Si ahli Taurat pasti sudah mendengar kabar tentang Yesus, ajaran, mukjizat dan karya-Nya. Maka, ketika bertemu Yesus ia ingin mendapatkan jawaban atas pertanyaan refleksi imannya. Si Ahli Taurat mengira bahwa ia harus melakukan sesuatu untuk mewarisi hidup kekal.
Digunakan kata κληρονομησω, kleronomeso, aku mewarisi, dari kata: κληρονομηω, kleronomeo, untuk melukiskan sikap batinnya. Maka, dapat disimpulkan bahwa hidup kekal harus dicari melalui usaha sendiri.
Ia memahami dengan benar dalam paham aliran Farisi bila seluruh Hukum Taurat dipenuhi, ia berhak atas hidup kekal. Namun, ada satu yang terlupakan, yakni: warisan selalu merupakan pemberian cuma-cuma. Warisan diberikan kepada anak laki-laki atau perempuan atau diangkat.
Anak hanya berharap diberi warisan dan tidak ada hak sedikit pun untuk menuntut. Hak waris itu ternyata bisa juga hilang, seperti pada kisah Esau (Kej. 25: 29-34; 27:1-40).
Setiap orang Kristiani sudah menjadi anggota putera dan puteri Allah karena pembaptisan.
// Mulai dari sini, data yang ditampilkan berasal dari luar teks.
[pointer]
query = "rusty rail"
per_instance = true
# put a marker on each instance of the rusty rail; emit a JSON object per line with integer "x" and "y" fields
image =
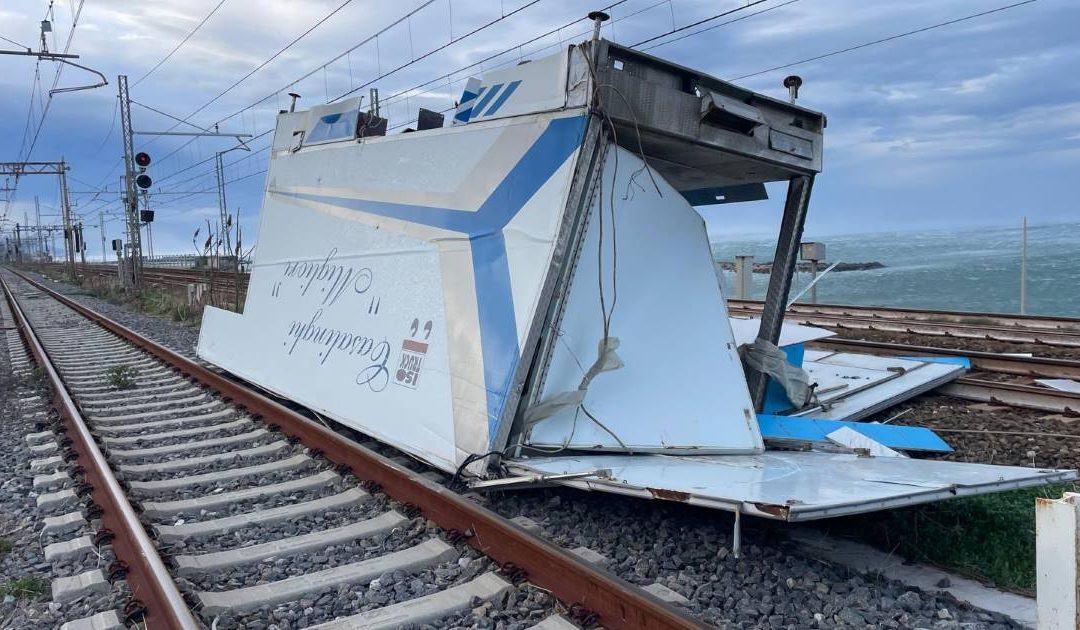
{"x": 1066, "y": 338}
{"x": 1034, "y": 366}
{"x": 996, "y": 319}
{"x": 615, "y": 602}
{"x": 1014, "y": 394}
{"x": 149, "y": 579}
Santo Paulus menulis, “Jadi kamu bukan lagi hamba, melainkan anak; jikalau kamu anak, maka kamu juga adalah ahli-ahli waris, oleh Allah.” (Gal. 4: 7).
Kasihilah Tuhan, Allahmu, dan kasihilah sesamamu
Yesus menjawab pertanyaan si ahli Taurat dengan membalikkan pertanyaan, “Apa yang tertulis dalam hukum Taurat? Apa yang kaubaca di sana?” (Luk. 10:26). Pembalikan pertanyaan berarti Yesus mengajak ia untuk merenungkan sabda Tuhan di kedalaman relung hati. Taurat Allah tertanam dalam hati manusia (Mzm. 37:31).
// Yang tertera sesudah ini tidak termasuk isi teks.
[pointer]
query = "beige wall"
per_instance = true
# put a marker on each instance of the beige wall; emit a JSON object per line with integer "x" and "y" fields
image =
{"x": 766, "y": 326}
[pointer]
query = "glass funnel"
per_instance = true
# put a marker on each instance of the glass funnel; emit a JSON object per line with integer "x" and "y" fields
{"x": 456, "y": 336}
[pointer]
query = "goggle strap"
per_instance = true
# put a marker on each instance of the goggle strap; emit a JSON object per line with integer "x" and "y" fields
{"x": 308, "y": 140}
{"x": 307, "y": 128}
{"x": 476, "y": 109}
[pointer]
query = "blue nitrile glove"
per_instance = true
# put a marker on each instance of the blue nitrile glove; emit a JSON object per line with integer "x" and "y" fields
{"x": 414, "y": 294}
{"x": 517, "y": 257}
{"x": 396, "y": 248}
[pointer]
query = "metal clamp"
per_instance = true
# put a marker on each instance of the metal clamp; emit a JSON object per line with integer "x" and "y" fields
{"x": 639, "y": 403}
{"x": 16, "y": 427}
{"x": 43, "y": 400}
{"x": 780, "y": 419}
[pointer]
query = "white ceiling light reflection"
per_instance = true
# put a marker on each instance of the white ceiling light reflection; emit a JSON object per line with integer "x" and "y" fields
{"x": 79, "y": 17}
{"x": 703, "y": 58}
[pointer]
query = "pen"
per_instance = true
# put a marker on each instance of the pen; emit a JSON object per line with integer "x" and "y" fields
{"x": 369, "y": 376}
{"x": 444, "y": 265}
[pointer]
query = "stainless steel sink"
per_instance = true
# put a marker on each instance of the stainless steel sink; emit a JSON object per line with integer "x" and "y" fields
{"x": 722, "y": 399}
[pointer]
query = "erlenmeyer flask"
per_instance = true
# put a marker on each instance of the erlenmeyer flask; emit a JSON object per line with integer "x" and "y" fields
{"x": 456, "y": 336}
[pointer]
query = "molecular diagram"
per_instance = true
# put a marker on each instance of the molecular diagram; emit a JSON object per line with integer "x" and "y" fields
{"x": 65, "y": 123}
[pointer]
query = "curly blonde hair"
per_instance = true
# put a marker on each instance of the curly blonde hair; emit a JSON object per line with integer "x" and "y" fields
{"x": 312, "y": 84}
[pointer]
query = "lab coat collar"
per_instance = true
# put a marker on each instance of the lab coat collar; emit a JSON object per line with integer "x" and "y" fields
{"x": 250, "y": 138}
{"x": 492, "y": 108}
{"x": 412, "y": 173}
Si ahli Taurat menjawab dengan mengutip: “Kasihilah Tuhan, Allahmu, dengan segenap hatimu dan dengan segenap jiwamu dan dengan segenap kekuatanmu dan dengan segenap akal budimu dan kasihilah sesamamu manusia seperti dirimu sendiri.” (Im. 19: 18; Ul. 6: 5).
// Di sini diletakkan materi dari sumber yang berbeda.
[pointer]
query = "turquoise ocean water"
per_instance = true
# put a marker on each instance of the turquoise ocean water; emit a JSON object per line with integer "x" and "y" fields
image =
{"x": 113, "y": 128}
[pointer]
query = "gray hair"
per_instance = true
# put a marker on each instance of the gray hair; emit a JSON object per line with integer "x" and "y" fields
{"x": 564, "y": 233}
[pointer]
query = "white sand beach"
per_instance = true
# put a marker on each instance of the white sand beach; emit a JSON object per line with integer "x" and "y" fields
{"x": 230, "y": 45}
Yesus membenarkan jawabannya dan Ia pun mengutip Im 18:5 (Luk. 10:28), “Perbuatlah demikian, maka engkau akan hidup.”, hoc fac et vives.
Jawaban Yesus juga menggemakan seruan pemazmur (Mzm. 40: 9), “Aku suka melakukan kehendak-Mu, ya Allahku; TauratMu ada dalam dadaku.”, Facere voluntatem tuam, Deus meus, volui; et lex tua in praecordiis meis.
Siapakah sesamaku manusia?
Si ahli Taurat bertanya tentang siapakah sesama manusia. Ia memahami sesama hanya terbatas pada mereka yang diikat oleh ikatan darah, klan atau marga. Bahkan, Kitab Ulangan juga mengatur: hutang-piutang di antara anggota klan atau marga dihapus; tetapi diperbolehkan menagih hutang pada orang asing (Ul. 15:1-3).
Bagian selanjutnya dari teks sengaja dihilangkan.